Altrettanto preoccupante è la quasi totale mancanza di controlli efficaci in termini di salute e sicurezza nei cantieri. Troppo spesso, le normative vigenti vengono trascurate e le violazioni non sono punite adeguatamente. È necessario un intervento risoluto da parte delle istituzioni per rafforzare i controlli e garantire il rispetto delle normative sulla sicurezza sul lavoro.

"Questa tragedia ci invita si a riflettere ma soprattutto ad agire con fermezza. È essenziale un intervento tempestivo da parte della sfera politica e istituzionale, al fine di evitare la ricorrenza di incidenti analoghi mediante una rigorosa e costante applicazione delle norme di legge e dei protocolli di sicurezza. È altresì urgente potenziare i controlli sul territorio, reclutando nuovo personale qualificato per assicurare una sorveglianza più attenta sui cantieri e tutelare la vita dei lavoratori." Questo quanto dichiarato da Giuseppe Massafra, segretario generale CGIL Frosinone Latina e da Luigi Garullo, segretario generale UIL Latina.

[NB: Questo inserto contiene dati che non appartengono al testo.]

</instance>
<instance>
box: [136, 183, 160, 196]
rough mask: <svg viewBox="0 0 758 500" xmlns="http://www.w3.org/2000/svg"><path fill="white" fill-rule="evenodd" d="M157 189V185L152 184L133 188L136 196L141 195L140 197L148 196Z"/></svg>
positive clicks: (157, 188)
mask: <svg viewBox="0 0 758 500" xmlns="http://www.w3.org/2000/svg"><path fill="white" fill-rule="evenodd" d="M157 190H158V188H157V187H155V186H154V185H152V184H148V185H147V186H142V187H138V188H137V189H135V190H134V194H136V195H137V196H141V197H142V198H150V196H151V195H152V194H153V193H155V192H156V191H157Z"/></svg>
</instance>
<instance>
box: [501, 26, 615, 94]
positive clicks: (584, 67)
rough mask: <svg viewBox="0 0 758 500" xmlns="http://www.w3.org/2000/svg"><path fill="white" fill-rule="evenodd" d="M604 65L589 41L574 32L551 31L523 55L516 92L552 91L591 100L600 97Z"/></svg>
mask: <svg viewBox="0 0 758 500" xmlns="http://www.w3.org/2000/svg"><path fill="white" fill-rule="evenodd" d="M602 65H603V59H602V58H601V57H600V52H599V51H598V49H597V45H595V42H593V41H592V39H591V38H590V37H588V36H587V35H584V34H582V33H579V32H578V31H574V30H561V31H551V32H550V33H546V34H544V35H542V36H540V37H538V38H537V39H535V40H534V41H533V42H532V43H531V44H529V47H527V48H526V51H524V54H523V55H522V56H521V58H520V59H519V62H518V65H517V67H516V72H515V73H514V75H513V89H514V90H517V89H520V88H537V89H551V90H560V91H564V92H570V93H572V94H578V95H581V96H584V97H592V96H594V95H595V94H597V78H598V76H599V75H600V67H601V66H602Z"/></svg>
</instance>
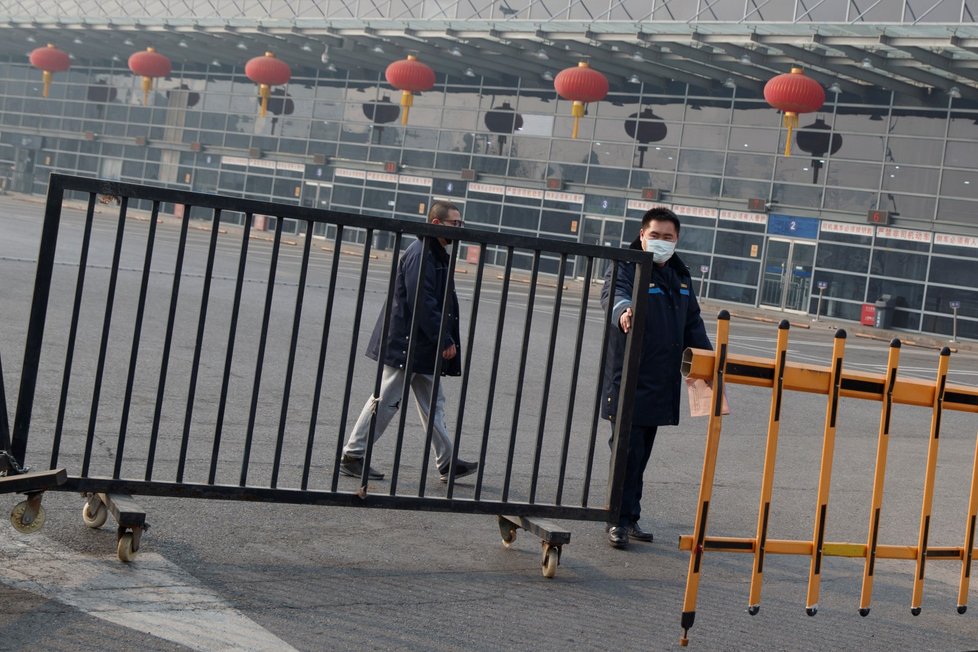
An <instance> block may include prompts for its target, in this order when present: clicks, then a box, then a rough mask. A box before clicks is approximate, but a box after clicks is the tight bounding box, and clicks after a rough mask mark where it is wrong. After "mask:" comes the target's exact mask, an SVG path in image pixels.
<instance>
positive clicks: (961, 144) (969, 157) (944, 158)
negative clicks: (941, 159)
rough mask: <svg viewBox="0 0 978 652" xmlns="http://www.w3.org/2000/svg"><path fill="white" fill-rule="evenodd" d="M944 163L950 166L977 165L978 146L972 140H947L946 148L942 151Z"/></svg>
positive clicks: (964, 165) (977, 156)
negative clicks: (967, 140) (946, 149)
mask: <svg viewBox="0 0 978 652" xmlns="http://www.w3.org/2000/svg"><path fill="white" fill-rule="evenodd" d="M976 140H978V138H976ZM944 164H945V165H950V166H952V167H962V168H964V167H968V168H976V167H978V147H975V143H974V141H958V140H949V141H947V150H946V151H945V153H944Z"/></svg>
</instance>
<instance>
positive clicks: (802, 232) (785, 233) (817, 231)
mask: <svg viewBox="0 0 978 652" xmlns="http://www.w3.org/2000/svg"><path fill="white" fill-rule="evenodd" d="M767 232H768V233H770V234H771V235H784V236H788V237H789V238H808V239H810V240H814V239H816V238H817V237H818V219H817V218H814V217H798V216H797V215H781V214H780V213H771V215H769V216H768V218H767Z"/></svg>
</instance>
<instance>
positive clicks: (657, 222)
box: [601, 208, 713, 548]
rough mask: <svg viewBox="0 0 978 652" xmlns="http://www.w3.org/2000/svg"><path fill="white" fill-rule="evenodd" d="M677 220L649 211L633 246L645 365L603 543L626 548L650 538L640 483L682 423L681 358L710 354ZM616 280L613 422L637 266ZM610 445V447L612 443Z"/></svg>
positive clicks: (610, 338)
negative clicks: (644, 271)
mask: <svg viewBox="0 0 978 652" xmlns="http://www.w3.org/2000/svg"><path fill="white" fill-rule="evenodd" d="M679 229H680V225H679V218H678V217H676V214H675V213H673V212H672V211H671V210H669V209H667V208H653V209H651V210H649V211H648V212H646V213H645V215H644V216H643V217H642V228H641V230H640V231H639V236H638V238H636V239H635V240H634V241H633V242H632V243H631V245H629V246H630V248H632V249H641V250H644V251H646V252H648V253H650V254H651V255H652V260H653V262H654V265H653V266H652V281H651V283H650V284H649V288H648V293H647V294H645V295H644V296H647V297H648V299H647V300H648V302H649V303H648V311H647V313H646V314H647V318H646V323H645V328H644V331H643V332H642V333H636V334H635V335H636V336H638V337H641V338H642V359H641V363H640V365H639V372H638V384H637V385H636V388H635V402H634V405H635V411H634V414H633V415H632V429H631V433H629V434H628V435H625V436H628V438H629V439H628V461H627V464H626V469H625V483H624V487H623V490H622V502H621V512H620V514H619V517H618V520H617V521H612V522H610V523H608V528H607V531H608V542H609V543H610V544H611V545H612V546H613V547H615V548H625V547H627V545H628V540H629V539H635V540H637V541H652V533H651V532H647V531H645V530H643V529H642V528H641V527H640V526H639V523H638V521H639V517H640V515H641V501H642V479H643V477H644V475H645V467H646V466H647V465H648V463H649V457H650V456H651V454H652V444H653V443H654V442H655V435H656V431H657V429H658V427H659V426H666V425H677V424H678V423H679V404H680V392H681V390H682V376H681V374H680V365H681V364H682V354H683V350H684V349H685V348H687V347H695V348H700V349H709V350H712V349H713V345H712V344H711V343H710V340H709V338H708V337H707V336H706V327H705V326H704V324H703V319H702V317H701V316H700V307H699V304H698V303H697V302H696V296H695V295H694V293H693V282H692V278H691V277H690V273H689V268H687V267H686V265H685V264H684V263H683V262H682V260H680V258H679V256H677V255H676V253H675V249H676V242H677V241H678V240H679ZM618 265H619V271H618V277H617V280H616V283H615V286H614V288H612V286H611V275H612V269H613V268H611V267H609V269H608V271H607V272H606V273H605V282H604V287H603V288H602V290H601V304H602V305H603V306H604V307H605V309H607V307H608V305H609V303H610V304H611V306H612V315H611V318H612V324H614V325H616V326H617V328H611V329H609V336H608V342H607V346H608V356H607V362H606V364H605V369H604V390H603V395H604V404H603V407H602V416H603V417H604V418H605V419H608V420H610V421H612V428H613V427H614V419H615V417H616V416H617V413H618V392H619V389H620V387H621V372H622V365H623V359H624V354H625V336H626V334H627V333H629V332H630V331H631V329H632V315H633V313H632V289H633V286H634V282H635V265H634V264H632V263H619V264H618ZM609 444H612V445H613V442H611V441H609Z"/></svg>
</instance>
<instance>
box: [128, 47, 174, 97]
mask: <svg viewBox="0 0 978 652" xmlns="http://www.w3.org/2000/svg"><path fill="white" fill-rule="evenodd" d="M172 69H173V66H172V65H171V64H170V59H169V58H167V57H165V56H164V55H162V54H160V53H159V52H157V51H156V49H155V48H146V50H145V51H143V52H135V53H133V55H132V56H131V57H129V70H131V71H132V72H133V74H134V75H141V76H142V78H143V104H144V105H146V104H149V91H150V89H151V88H153V79H155V78H156V77H166V76H167V75H169V74H170V70H172Z"/></svg>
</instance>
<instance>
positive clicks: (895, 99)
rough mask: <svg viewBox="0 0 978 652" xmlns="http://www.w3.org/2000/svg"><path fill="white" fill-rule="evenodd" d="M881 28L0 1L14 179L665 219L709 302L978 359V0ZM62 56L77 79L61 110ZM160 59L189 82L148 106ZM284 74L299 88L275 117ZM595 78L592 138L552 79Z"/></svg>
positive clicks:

Per queste ragioni la CGIL Frosinone Latina e la UIL Latina, assieme a tutte le federazioni di categoria, sono convinte che un coinvolgimento a tutti i livelli delle istituzioni sia determinante e pertanto sarà fondamentale costruire un tavolo di confronto con il Prefetto Maurizio Falco. Proprio sotto la Prefettura a partire dalle ore 15 ci sarà un presidio con i lavoratori delle due organizzazioni sindacali. 

In ogni caso, un presidio di lavoratori delle due sigle sindacali sarà presente sotto la Prefettura mercoledì 21 febbraio a partire dalle ore 15: è fondamentale mostrare solidarietà alle vittime e alle loro famiglie e al contempo richiedere con forza un cambiamento radicale nelle politiche e nelle pratiche che regolano il settore edile.

La lotta per una maggiore sicurezza sul lavoro rappresenta una priorità assoluta per la CGIL Frosinone Latina e per la UIL Latina; continueremo a impegnarci attivamente affinché tragedie come questa non accadano più.